How This Document Came About
I am a developer. I have been working in application development and databases for almost two decades.
Corey is an employee of my company. He is not a developer. His title is “User Interaction Strategist,” which is a fancy title for The Guy Who Helps You Figure Out What You Really Need.
What Corey does is help you take your very abstract idea of “we need a new application” and figure out what that actually means. Why do you think you need a new application? What audiences will this application serve? What do those people want from it? What specific tasks are they trying to accomplish? What do we need to deliver to these people to make them happy?
Corey takes in all this information, synthesizes it, and outputs a plan which tells a developer, “this is what this person really wants to do.” (In the enterprise, Corey would likely be called a Systems Analyst.)
One day, Corey and I met with a company who really had very little tracking around the core function of their job. This company made deliveries of a sort, and they had a handful of old applications to help them work out various aspects of these deliveries:
- One application would help them determine sales tax for a specific type of delivery.
- Another application would help them write a quote for a delivery.
- Another application would help them track the equipment used in a delivery.
And so on. These applications were completely isolated, knew nothing about each other, and had been abandoned by their IT departments. The client wanted something integrated so they could get a better view of their work.
As the client was talking about their problem, Corey was sifting through screenprints of the various applications they provided, and I was drawing boxes and arrows in my notebook. The client would say something, and I would draw another box, or cross a box out, and replace it with an arrow. Corey would drop one piece of paper and pick up another one.
When the meeting was done, I don’t know how Corey felt about it, but the problem was crystal clear to me. As the client had been talking, I had been distilling their problem down to pure data concepts.
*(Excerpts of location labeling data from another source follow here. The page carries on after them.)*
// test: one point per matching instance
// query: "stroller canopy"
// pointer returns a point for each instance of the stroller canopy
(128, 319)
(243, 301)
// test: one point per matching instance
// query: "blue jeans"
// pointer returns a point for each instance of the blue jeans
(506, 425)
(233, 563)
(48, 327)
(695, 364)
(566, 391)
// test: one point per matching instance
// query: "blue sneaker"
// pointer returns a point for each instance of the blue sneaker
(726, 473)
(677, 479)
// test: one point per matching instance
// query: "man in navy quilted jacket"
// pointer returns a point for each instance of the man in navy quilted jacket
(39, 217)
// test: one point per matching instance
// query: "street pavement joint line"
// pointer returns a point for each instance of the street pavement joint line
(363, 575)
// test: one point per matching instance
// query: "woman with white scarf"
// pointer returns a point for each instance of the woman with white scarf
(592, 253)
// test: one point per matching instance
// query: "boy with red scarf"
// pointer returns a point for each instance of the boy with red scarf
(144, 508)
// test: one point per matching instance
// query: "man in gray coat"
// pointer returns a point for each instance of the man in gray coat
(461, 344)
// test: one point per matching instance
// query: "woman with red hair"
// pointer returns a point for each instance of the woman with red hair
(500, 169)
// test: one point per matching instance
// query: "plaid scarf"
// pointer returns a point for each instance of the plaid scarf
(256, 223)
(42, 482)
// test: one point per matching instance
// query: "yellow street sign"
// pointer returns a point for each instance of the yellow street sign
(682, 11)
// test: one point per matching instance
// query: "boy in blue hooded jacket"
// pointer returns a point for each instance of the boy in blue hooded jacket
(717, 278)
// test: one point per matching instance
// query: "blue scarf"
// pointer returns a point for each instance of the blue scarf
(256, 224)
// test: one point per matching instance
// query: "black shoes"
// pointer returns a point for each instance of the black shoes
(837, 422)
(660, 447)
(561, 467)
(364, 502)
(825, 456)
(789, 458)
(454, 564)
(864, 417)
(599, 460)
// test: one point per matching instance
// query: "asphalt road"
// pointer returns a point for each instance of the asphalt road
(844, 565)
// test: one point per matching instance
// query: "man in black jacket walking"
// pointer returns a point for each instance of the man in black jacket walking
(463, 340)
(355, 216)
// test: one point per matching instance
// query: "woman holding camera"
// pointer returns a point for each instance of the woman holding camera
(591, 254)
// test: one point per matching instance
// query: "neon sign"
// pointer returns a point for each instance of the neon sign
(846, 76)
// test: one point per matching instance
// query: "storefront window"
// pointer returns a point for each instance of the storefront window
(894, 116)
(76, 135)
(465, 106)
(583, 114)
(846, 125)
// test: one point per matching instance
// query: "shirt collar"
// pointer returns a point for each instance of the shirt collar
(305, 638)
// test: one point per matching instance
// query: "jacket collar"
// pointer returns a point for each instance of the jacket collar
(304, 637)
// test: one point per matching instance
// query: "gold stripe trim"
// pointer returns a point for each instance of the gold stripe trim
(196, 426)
This was quite different from how Corey was looking at it:
I was analyzing the problem at the data level. The doodles in my notebook were actually a crude form what what’s called an entity relationship diagram , which visualizes how different pieces of data fit together.
Corey was analyzing this problem from the user interface level, by examining each of the the different screens and interfaces that a user would touch to do parts of their job.
After the meeting, it occurred to me that the right way to search for a solution is to examine both sides of the problem at the same time.
While the user interface is what the user is interacting with at any given moment, a user’s higher level understanding of the data they work with is rooted in how the designer of an application has modeled that data. If the person who designed an application centered it around a specific type of data, then the interfaces for that application, and many of the ways the application will behave will be centered around that piece of data.
There’s a common premise that gets thrown around a lot in the design world:
“The interface is your application.”
The idea behind that is that it doesn’t matter what your application does, only how the user interacts with it. This is all they see, so to them this is the application.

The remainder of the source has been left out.